The New Yorker, as it does most years, had a food issue last year; so did Wired. But maybe one of the best food-themed issues from a magazine that doesn't regularly cover food was saved for the last few months of 2013: Bitch magazine recently released its food-themed Winter issue, and it's worth picking up the next time you're at the newsstand.

Because while it's fun to read yet another article predicting this year's hottest food trends (i.e., “ethnic-inspired breakfast items”), maybe also take a moment to learn something else like, say, how farmworkers — those folks who play integral roles in the “farm” part of “farm-to-table” — are systemically exploited. If nothing else, for balance.

As S.E. Smith writes in her article about the labor movement, much of the discussion around food is pretty incomplete: “A lot of that conversation has centered on what animals are fed, whether chemicals are used on fields, how far food travels to get to the plate, and what kind of conditions it's grown or raised in, without any mention of the workers involved in food production. … This elision of human beings from the conversation is a curious parallel to the erasure of people from an industrial agriculture narrative, a polite fiction that no actual people are involved is maintained to avoid uncomfortable conversations about worker exploitation.”

Because it's a lot easier to ask about the kale on your plate rather than whether the people who picked that vegetable were paid fairly and had access to water, right?

This being a magazine that claims its space in the world as the “Feminist response to pop culture,” there are also articles here that are about women and food, but these are written in a way that's very much unlike the way publications sometimes write about women and food, especially last year (i.e., ironically, flippantly and heteronormatively, if you're Lucky Peach; not at all, if you're Time magazine).

Sarah-Jane Stratford, for example, considers how the women's liberation movement did not cause the so-called “death” of the homemade meal, or the myth of it, anyway: “Long before women left the kitchen for the workplace, Rockwellian meals were swept off the table by a combination of industry and advertising, which redefined the American psyche as much as it did the home menu.” As did, interestingly, food hygiene: “Polio, which saw its worst U.S. epidemic in 1952, could be contracted via contaminated food.
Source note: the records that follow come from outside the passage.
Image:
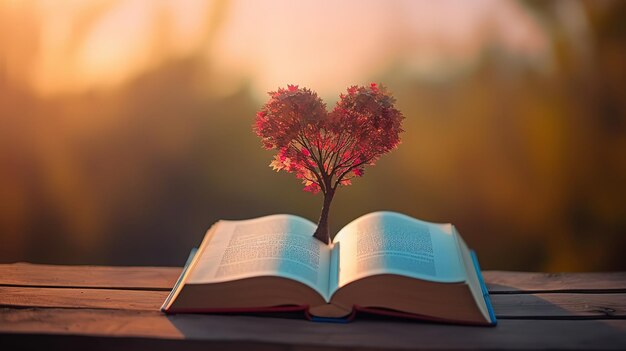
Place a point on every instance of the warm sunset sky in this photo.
(77, 45)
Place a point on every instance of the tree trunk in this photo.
(322, 232)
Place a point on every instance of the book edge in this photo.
(170, 296)
(483, 287)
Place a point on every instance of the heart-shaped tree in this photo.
(328, 149)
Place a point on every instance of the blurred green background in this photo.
(125, 126)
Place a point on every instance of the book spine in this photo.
(483, 287)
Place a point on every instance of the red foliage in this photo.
(328, 149)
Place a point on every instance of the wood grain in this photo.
(537, 306)
(526, 282)
(100, 326)
(149, 278)
(82, 298)
(559, 306)
(163, 278)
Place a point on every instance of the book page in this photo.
(278, 245)
(392, 243)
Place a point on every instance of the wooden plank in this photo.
(149, 278)
(559, 306)
(82, 298)
(163, 278)
(517, 282)
(102, 327)
(539, 306)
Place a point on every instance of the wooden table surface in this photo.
(93, 307)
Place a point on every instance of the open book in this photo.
(382, 262)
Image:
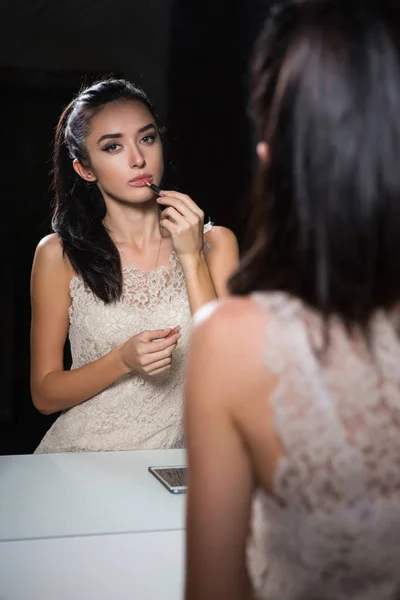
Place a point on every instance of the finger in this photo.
(154, 357)
(162, 345)
(176, 204)
(160, 364)
(156, 334)
(172, 215)
(169, 226)
(183, 198)
(159, 371)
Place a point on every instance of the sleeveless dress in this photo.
(331, 529)
(137, 412)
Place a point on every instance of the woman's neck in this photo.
(137, 225)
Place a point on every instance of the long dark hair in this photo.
(326, 206)
(79, 206)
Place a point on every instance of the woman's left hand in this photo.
(184, 220)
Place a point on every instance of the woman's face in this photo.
(125, 152)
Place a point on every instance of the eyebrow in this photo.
(113, 136)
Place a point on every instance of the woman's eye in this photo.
(111, 148)
(149, 139)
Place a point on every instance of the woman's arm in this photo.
(206, 275)
(52, 388)
(222, 378)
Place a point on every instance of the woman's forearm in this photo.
(59, 390)
(199, 284)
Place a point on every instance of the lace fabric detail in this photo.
(136, 412)
(332, 528)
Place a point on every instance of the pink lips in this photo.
(141, 181)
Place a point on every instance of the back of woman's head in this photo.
(79, 205)
(326, 99)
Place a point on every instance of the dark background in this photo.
(191, 57)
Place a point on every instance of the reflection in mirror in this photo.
(158, 48)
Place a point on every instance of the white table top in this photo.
(62, 495)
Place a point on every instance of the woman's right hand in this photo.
(150, 352)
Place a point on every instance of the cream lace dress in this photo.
(137, 412)
(331, 530)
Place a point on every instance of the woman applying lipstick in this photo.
(120, 278)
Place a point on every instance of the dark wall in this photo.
(189, 60)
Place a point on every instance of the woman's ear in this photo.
(263, 151)
(84, 172)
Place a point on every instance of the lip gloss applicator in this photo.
(154, 188)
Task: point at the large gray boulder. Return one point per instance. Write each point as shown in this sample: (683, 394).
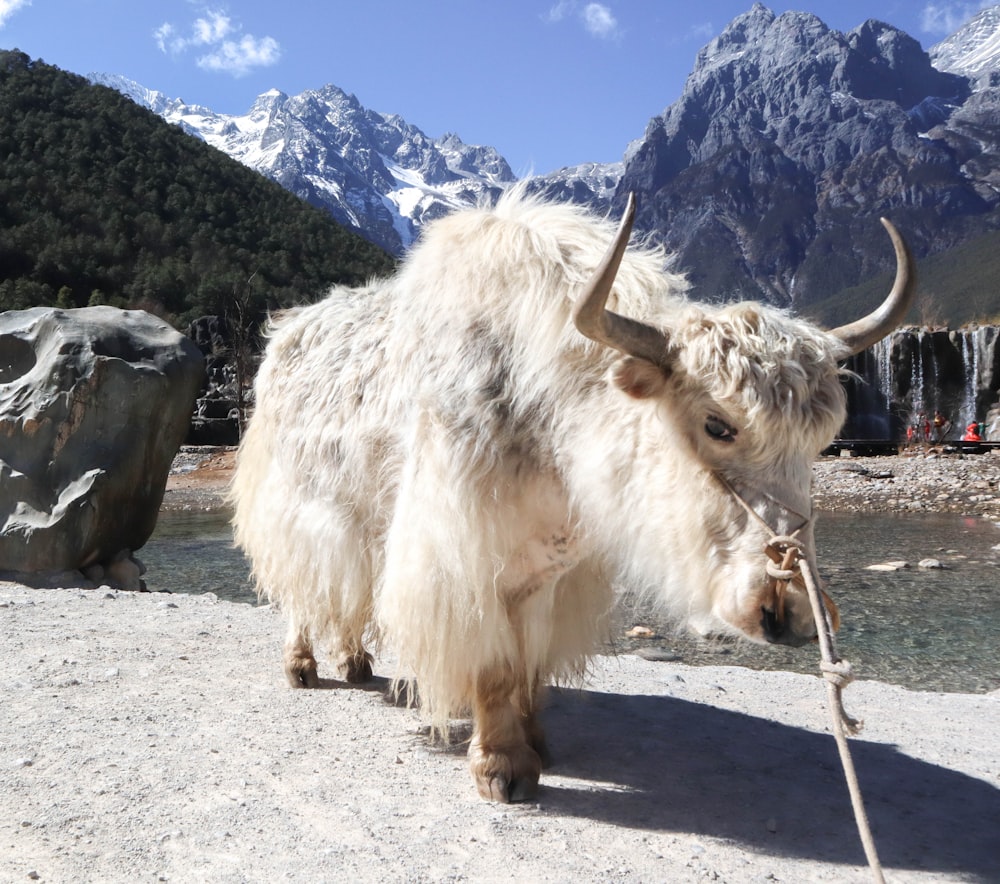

Neither your local grocer nor farm stand felt as safe as the sterile offerings found in the supermarket, especially when they were wrapped in cellophane ('Shows what it protects, protects what it shows!').”

Other articles: A piece on sexism in specialty coffee that parallels the sexism prevalent in many industries, which may or may not lead you to ponder whether we need to redefine our measures of success; the world of extreme couponing that is less about crazy ladies running with scissors and more about the very real — but, as with housework in general, unmeasured — economic benefits of saving many cents off boxes of cereal; and an interview with Dr. Breeze Harper, whose Sistah Vegan Project uses veganism “as a platform to explore the intersections of structural racism, sexism, classism, and capitalism, and how it plays out in the lives of mostly black women.”

Overall, an issue worth at least a skim. Maybe read it to ring in 2014. Maybe let it inspire to make you a resolution or two.